GOODBYE CHRISTOPHER ROBIN
This biopic based on A.A. Milnes life comes from Simon Curtis, a producer and director who has done extensive work in British arts television, mostly for the BBC. He had previously directed the theatrical films My Week with Marilyn (2011) and Woman in Gold (2015). The screenplay is co-written by Frank Cottrell-Boyce, best known for his work for Michael Winterbottom, including the films 24 Hour Party People (2002) and Code 46 (2003). The film was released with the clear intention of contending for 2017 awards season but failed to garner any nominations anywhere.

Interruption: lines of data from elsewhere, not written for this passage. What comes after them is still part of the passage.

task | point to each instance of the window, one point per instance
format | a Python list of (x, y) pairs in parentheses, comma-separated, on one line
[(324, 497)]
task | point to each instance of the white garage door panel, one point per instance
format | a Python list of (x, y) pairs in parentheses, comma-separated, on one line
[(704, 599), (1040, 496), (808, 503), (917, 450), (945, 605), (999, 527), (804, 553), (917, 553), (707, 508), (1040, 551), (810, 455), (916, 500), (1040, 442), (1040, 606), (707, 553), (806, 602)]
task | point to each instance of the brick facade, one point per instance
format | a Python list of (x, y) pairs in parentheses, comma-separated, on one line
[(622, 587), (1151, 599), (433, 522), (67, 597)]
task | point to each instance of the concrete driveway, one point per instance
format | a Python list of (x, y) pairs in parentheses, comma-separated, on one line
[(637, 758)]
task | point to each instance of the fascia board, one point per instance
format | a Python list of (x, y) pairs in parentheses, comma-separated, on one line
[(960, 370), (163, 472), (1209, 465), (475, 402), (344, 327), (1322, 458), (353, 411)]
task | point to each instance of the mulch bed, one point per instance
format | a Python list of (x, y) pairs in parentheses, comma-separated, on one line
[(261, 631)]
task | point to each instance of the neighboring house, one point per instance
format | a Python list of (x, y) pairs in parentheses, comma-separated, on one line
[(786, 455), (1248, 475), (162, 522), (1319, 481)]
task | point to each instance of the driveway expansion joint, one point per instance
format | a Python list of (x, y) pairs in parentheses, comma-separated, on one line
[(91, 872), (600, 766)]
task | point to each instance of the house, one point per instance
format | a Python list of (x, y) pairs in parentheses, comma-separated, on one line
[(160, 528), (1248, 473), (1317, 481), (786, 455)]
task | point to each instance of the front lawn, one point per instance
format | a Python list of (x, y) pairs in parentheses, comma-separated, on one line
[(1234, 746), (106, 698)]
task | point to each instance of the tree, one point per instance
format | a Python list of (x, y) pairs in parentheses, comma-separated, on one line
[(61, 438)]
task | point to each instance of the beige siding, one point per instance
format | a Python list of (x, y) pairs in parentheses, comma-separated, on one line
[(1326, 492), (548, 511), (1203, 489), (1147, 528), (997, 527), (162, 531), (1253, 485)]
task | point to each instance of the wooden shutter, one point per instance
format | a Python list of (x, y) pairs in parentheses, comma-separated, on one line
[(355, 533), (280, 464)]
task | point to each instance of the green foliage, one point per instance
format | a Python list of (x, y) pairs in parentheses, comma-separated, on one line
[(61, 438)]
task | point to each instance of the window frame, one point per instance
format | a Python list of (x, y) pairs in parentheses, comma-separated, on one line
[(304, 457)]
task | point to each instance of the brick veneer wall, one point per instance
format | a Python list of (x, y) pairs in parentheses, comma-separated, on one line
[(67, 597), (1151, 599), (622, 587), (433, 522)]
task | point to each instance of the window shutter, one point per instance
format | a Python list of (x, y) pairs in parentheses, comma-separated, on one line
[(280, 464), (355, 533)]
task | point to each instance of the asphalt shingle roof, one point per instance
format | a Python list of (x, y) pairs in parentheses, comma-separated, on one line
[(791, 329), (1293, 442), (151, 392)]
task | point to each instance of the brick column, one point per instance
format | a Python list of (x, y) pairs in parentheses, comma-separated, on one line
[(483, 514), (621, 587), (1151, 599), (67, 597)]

It took me a long time to get into Goodbye Christopher Robin. One of the jarring things from the outset was current It Girl Margot Robbie as Milnes wife. Robbie is an Australian actress and has gained a great deal of attention in the last couple of years. I still had memory of the two last films I had seen her in as Harley Quinn in Suicide Squad (2016) and as Tonya Harding in I, Tonya (2017) fixed in memory as I watched her here both of which are at 180 degree remove from the role of the British society wife she is playing here. While the public is up in arms about Hollywoods constant casting of ethnic roles with whiteface what has come to be called whitewashing I see no real reason why it shouldnt equally be the case with recasting British characters and real-life people with Hollywood stars a notable case of this being the Bridget Jones films or Robert Downey Jrs Sherlock Holmes. It was this that kept rupturing my suspension of disbelief during the initial scenes. The other is that the two lead characters of Milne and Daphne remain unlikeable people for much of the way into the film Domhnall Gleeson gives a performance that is cold and shut-off, emotionally detached from his kid, while Margot Robbies Daphne comes across as a self-absorbed bitch. This may well have been intentional but it also results in a film where we are actively disliking the central characters for a good way in.
On the other hand, there came this point (about thirty minutes in) when I started to warm to the film. The point it started to do so for me was when Milne is left with sole charge of Christopher Robin and awkwardly has to come to terms with being a parent for the first time. This leads to a quite magical montage of scenes with Domhnall Gleeson and Will Tilston wandering through the woods where we see (as per any creator biopic) aspects of the Winnie the Pooh story then playing Poohsticks, Owls house and so on falling into place and being inspired. Unlike most other stories about various artists, this is not so much a celebratory one as a cautionary work where we see just as much how the world jumps on board the Winnie the Pooh stories as the effect it has on a young boy whose life is sliced up by the marketing of stories that were intended for him and by the constant intrusions of the rest of the outside world into his life.
(Nominee for Best Adapted Screenplay at this sites Best of 2017 Awards).